| Leonardo/ISASTwith Arizona State University

Char Davies

Montreal,
Canada

Canadian artist Char Davies is internationally recognized for her immersive interactive artworks using the technologies of virtual-reality. Originally a painter, Davies transitioned to digital media in the late-80s when, as a founding director of the 3D software company Softimage, she began exploring three-dimensional computer imaging as a means of moving beyond the picture plane into virtual space.
In 1993, Davies began exploring virtual-reality as an experiential spatiotemporal arena for questioning habitual perceptions about nature and "being", and affirming our embodiedness in the world.
Integrating 3D visual elements and spatially-localized sound with interaction based on breath and balance, her immersive virtual environment Osmose (1995) has been acclaimed as a landmark in new media art.

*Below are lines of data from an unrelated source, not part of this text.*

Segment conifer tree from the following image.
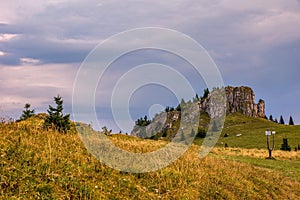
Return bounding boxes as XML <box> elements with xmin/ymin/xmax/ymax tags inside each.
<box><xmin>18</xmin><ymin>103</ymin><xmax>35</xmax><ymax>121</ymax></box>
<box><xmin>196</xmin><ymin>127</ymin><xmax>207</xmax><ymax>138</ymax></box>
<box><xmin>269</xmin><ymin>115</ymin><xmax>274</xmax><ymax>122</ymax></box>
<box><xmin>44</xmin><ymin>95</ymin><xmax>70</xmax><ymax>133</ymax></box>
<box><xmin>289</xmin><ymin>116</ymin><xmax>294</xmax><ymax>125</ymax></box>
<box><xmin>176</xmin><ymin>104</ymin><xmax>181</xmax><ymax>111</ymax></box>
<box><xmin>279</xmin><ymin>115</ymin><xmax>285</xmax><ymax>124</ymax></box>
<box><xmin>203</xmin><ymin>88</ymin><xmax>209</xmax><ymax>99</ymax></box>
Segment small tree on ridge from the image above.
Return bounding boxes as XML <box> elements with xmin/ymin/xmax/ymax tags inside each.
<box><xmin>18</xmin><ymin>103</ymin><xmax>35</xmax><ymax>121</ymax></box>
<box><xmin>279</xmin><ymin>115</ymin><xmax>285</xmax><ymax>125</ymax></box>
<box><xmin>44</xmin><ymin>95</ymin><xmax>70</xmax><ymax>133</ymax></box>
<box><xmin>289</xmin><ymin>116</ymin><xmax>294</xmax><ymax>125</ymax></box>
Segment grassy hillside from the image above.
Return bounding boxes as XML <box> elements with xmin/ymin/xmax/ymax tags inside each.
<box><xmin>194</xmin><ymin>112</ymin><xmax>300</xmax><ymax>149</ymax></box>
<box><xmin>0</xmin><ymin>115</ymin><xmax>299</xmax><ymax>199</ymax></box>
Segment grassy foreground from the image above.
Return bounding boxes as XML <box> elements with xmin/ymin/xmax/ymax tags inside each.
<box><xmin>0</xmin><ymin>115</ymin><xmax>300</xmax><ymax>199</ymax></box>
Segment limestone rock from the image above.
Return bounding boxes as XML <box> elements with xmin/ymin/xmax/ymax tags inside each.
<box><xmin>200</xmin><ymin>86</ymin><xmax>265</xmax><ymax>118</ymax></box>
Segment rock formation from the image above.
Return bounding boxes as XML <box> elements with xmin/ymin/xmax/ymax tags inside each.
<box><xmin>226</xmin><ymin>86</ymin><xmax>265</xmax><ymax>118</ymax></box>
<box><xmin>200</xmin><ymin>86</ymin><xmax>265</xmax><ymax>118</ymax></box>
<box><xmin>131</xmin><ymin>86</ymin><xmax>265</xmax><ymax>136</ymax></box>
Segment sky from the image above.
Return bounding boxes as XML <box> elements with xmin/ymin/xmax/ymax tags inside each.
<box><xmin>0</xmin><ymin>0</ymin><xmax>300</xmax><ymax>131</ymax></box>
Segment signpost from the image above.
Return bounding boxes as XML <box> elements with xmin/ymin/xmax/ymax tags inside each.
<box><xmin>265</xmin><ymin>130</ymin><xmax>275</xmax><ymax>159</ymax></box>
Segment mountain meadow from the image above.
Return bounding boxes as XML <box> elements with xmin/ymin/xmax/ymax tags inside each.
<box><xmin>1</xmin><ymin>112</ymin><xmax>299</xmax><ymax>199</ymax></box>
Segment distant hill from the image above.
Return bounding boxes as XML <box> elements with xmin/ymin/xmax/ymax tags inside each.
<box><xmin>131</xmin><ymin>86</ymin><xmax>299</xmax><ymax>149</ymax></box>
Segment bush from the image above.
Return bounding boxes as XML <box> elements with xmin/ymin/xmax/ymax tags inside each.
<box><xmin>196</xmin><ymin>128</ymin><xmax>207</xmax><ymax>138</ymax></box>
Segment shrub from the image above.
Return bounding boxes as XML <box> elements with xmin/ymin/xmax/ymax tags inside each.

This work was followed by Ephémère (1998), which represents landscape and the interior body as intertwined fluxing spatialities, and incorporates the participant's gaze as an additional means of interaction.
Davies’ installations have been exhibited at museums such as the National Gallery of Canada, San Francisco Museum of Modern Art, Mexico’s Museum of Monterrey, London's Barbican Art Centre, and the Australian Center for the Moving Image; they have received extensive media coverage in publications ranging from Art in America to New Scientist, as well as scholarly journals and books.
Davies also writes and lectures widely, and in 2005 she completed a Doctorate in philosophy (CAiiA, University of Plymouth, UK). Most recently, Davies’ attention has expanded from "virtual" to "actual" place. Working with boulders, streams, forest and the enveloping horizon—her iconic elements—she has begun a long-term project on 500 acres of land in southern Québec, Canada.